I am one of those who believe in the significant role played by love in our life. And this is true of everybody, especially for those who are living in the time of their youth. I also believe that a large part of the family and social upbringing of children is such as to prepare them for the role of lovers. Perhaps that’s why very frequently our erotic expressions are falsified, distorted or buried. Other parameters of upbringing, based on other pedagogical objectives, attempt to reduce the intensity of Eros.
In this book, I was especially interested in Phaedra’s dream, which prepared her for making love. It was a dream that “legalises” the contact with symbols of marriage.
Whatever we do, love determines our life. This is why AIDS, apart from its deadly nature, has one more terrible attribute: it strikes at our most human point, making love.
But it also affects relations within the family. Since these, of course, are so strong at your heroes’ critical age.
I’m a great believer in the importance of the family.

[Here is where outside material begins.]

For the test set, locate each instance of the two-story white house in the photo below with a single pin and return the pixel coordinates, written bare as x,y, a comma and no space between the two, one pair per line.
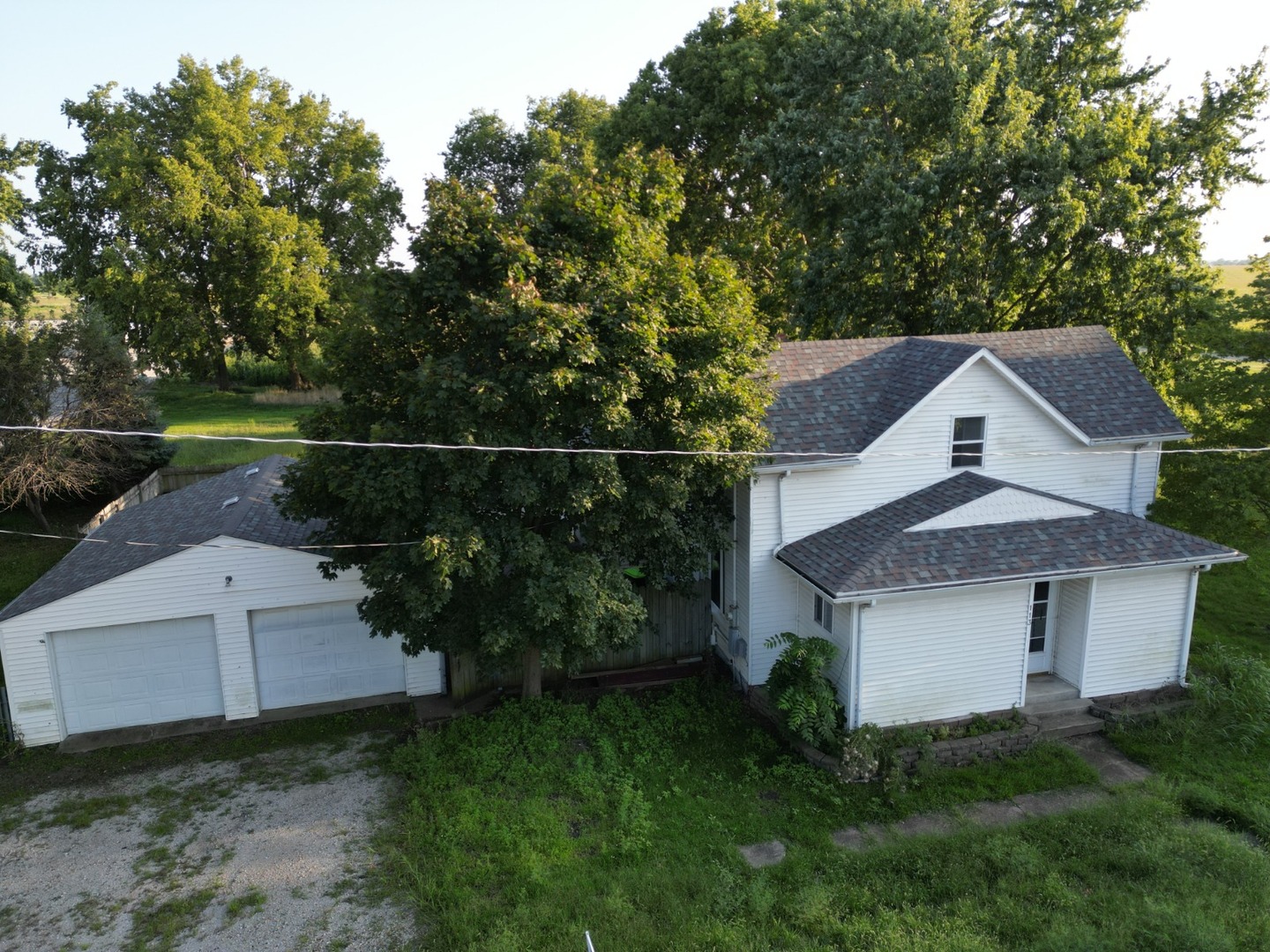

I grew up in a warm family home. It was important for me to be able to create substantial relationships with the other members of the family, my wife and children. These relations – and you too know this very well – are created through constant struggle and require constant vigilance. I would like to believe that on a personal level I have succeeded, at least I have tried as hard as I could.

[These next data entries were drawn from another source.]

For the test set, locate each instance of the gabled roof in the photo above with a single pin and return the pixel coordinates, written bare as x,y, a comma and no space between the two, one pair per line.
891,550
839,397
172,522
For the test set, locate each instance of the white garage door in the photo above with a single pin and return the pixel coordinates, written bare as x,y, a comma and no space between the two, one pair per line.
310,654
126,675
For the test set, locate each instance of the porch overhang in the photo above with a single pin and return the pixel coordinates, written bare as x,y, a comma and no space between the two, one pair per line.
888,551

When I started getting into the climate of Taste of Bitter Almonds I mobilised all my experience and offered it to my heroes. The heroes of my novel have real and essential relationships between them. They may not live under ideal circumstances, but they do build a humane everyday life. This is why they are genuine parents, genuine children, genuine friends, genuine lovers – genuine in the ethical sense of the word. They have ethos. Their relations – yes, these everyday relations – can have an ethos.

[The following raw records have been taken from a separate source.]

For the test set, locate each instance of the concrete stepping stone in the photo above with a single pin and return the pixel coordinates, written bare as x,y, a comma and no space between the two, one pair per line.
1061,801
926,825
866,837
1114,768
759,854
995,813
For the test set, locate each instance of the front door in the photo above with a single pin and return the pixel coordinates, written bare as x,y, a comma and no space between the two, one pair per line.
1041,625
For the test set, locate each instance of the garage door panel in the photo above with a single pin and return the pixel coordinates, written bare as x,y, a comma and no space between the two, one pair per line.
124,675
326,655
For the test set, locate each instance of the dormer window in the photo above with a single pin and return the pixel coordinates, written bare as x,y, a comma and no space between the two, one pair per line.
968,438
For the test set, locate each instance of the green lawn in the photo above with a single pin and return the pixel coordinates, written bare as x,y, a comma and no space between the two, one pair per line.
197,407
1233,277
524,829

I’d like you to present Malvina in the light of her relations with men.
Ah, Malvina. You know that we men, even subconsciously, are attracted by women who might be described as, and even become, femmes fatales. And I can tell you something else. Woe to the man who in his youth never knew such a woman. He will search all the rest of his life to find her, and if he finds her at the age of about forty something...
For many women too, in life and literature both, fatal men have been found, Mr. Kondoleon! Should I remind you of Anna Karenina? But your Malvina proved to be literally “fatal” for Odysseus...
Yes, for Odysseus this relationship was indeed lethal. And as a father, I would certainly not dare recommend to my son that he find even for one day his own Malvina...as I can state in all honesty that I would not want to have a daughter like Malvina... I’d be afraid... what can I say? Perhaps this is the conservatism of the parent.
Can I believe my ears? Kondoleon, a male chauvinist?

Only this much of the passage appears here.